Die beiden weiteren Orchesterwerke auf der CD stammen aus den 1920ern, gehören also zu Büttners späten Orchesterwerken (danach folgte nur noch 1937 das Konzertstück für Violine und Orchester). Präludium, Fuge und Epilog. Eine Vision, 1922 komponiert, wurde ursprünglich unter dem Titel Sinfonische Phantasie. Der Krieg konzipiert; man darf das Werk also wohl als künstlerische Reaktion auf den Ersten Weltkrieg deuten, wobei Büttner hier ebenso wie in der Heroischen Ouvertüre allerdings auf konkrete Programme verzichtet hat – allzu direkte Deutungen erscheinen somit wenig angemessen. Dahinter verbirgt sich ein ohne Unterbrechungen gespieltes, psychologisch komplexes Triptychon. Das Werk geht von einer Atmosphäre des Ungewissen, latent Bedrohlichen aus, eine Art langsame Einleitung, die ein kreisendes Motiv vorstellt. Nach einer Weile lichten sich die Nebel, und es ertönt, glänzend orchestriert (hier kann man vielleicht sogar ein wenig ans Richard Strauss denken, mit dem Büttner freilich insgesamt wenig gemein hat), ein forscher kleiner Marsch; die Musik setzt sich sozusagen in Bewegung. Mit der Fuge an zweiter Stelle (ihr Thema greift das kreisende Motiv vom Beginn abgewandelt wieder auf) beginnt das dezidiert konflikthafte Zentrum des Werks. Nach einer Weile scheint die Rückkehr des Marsches eingeleitet zu werden, doch dies erweist sich als Täuschung, vielmehr folgt ein Moment brütend-düsteren Innehaltens, bevor die Fuge wieder beginnt und am Ende doch erneut nur in Agonie mündet. Der kurze Epilog öffnet dann die Tore zu helleren, versöhnlicheren Klängen, vielleicht eine Vision des Friedens in zarten Farben, bevor die letzte Minute des Werks auch dies wieder zurücknimmt und zur fatalistischen Atmosphärik des Beginns zurückführt, inklusive des kreisenden e-moll-Motivs, das das Werk in düsterer Stimmung beendet.

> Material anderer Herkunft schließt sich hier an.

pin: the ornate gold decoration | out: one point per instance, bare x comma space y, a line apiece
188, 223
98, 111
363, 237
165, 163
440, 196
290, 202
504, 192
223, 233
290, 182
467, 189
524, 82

Die Heroische Ouvertüre, 1925 entstanden, ist nicht unbedingt das kämpferische, Heldentaten beschwörende Stück, das der Titel vielleicht suggeriert, sondern eher eine von frischem Optimismus dominierte, wirkungsvolle Konzertouvertüre. Eine kurze Einleitung in c-moll bereitet die Bühne für ein Allegro (in C-Dur), das von einem kraftvoll emporschnellenden Thema beherrscht wird, das gleichzeitig eine gewisse klassizistische Note besitzt und dafür sorgt, dass diese Ouvertüre auf den ersten Blick eventuell als das traditionellste der drei Werke anmuten mag. Gleichzeitig besitzt sie alles, was für Büttner typisch ist, insbesondere die unkonventionelle Behandlung der Form, denn ein klassisches Sonatenallegro ist sie keinesfalls, sondern transformiert ihr Material fortwährend, sodass sich das meiste eben nicht ohne weiteres wiederholt, sondern abgewandelt wiedererscheint oder gänzlich verschwindet (zwar völlig anders geartet, kamen mir dabei Boris Tschaikowskis Bemerkungen zu seiner Sewastopoler Sinfonie in den Sinn, die ihr Material ganz ähnlich einem Prozess fortwährenden Wandels unterzieht). Ich hege nach wie vor den Verdacht, dass es sich bei dem Thema, das in der vorliegenden Aufnahme ab 7:35 erstmals zu hören ist, um ein bekanntes Lied handeln könnte, es gelang mir bislang jedoch nicht, dies zu erhärten; auf jeden Fall aber zitiert Büttner kurz Carl Maria von Webers Lützows wilde Jagd. Bemerkenswert nicht zuletzt die mannigfaltigen motivisch-thematischen Verknüpfungen, die der vermeintlich kaleidoskopischen Anlage der Ouvertüre tatsächlich eine beträchtliche Stringenz verleihen.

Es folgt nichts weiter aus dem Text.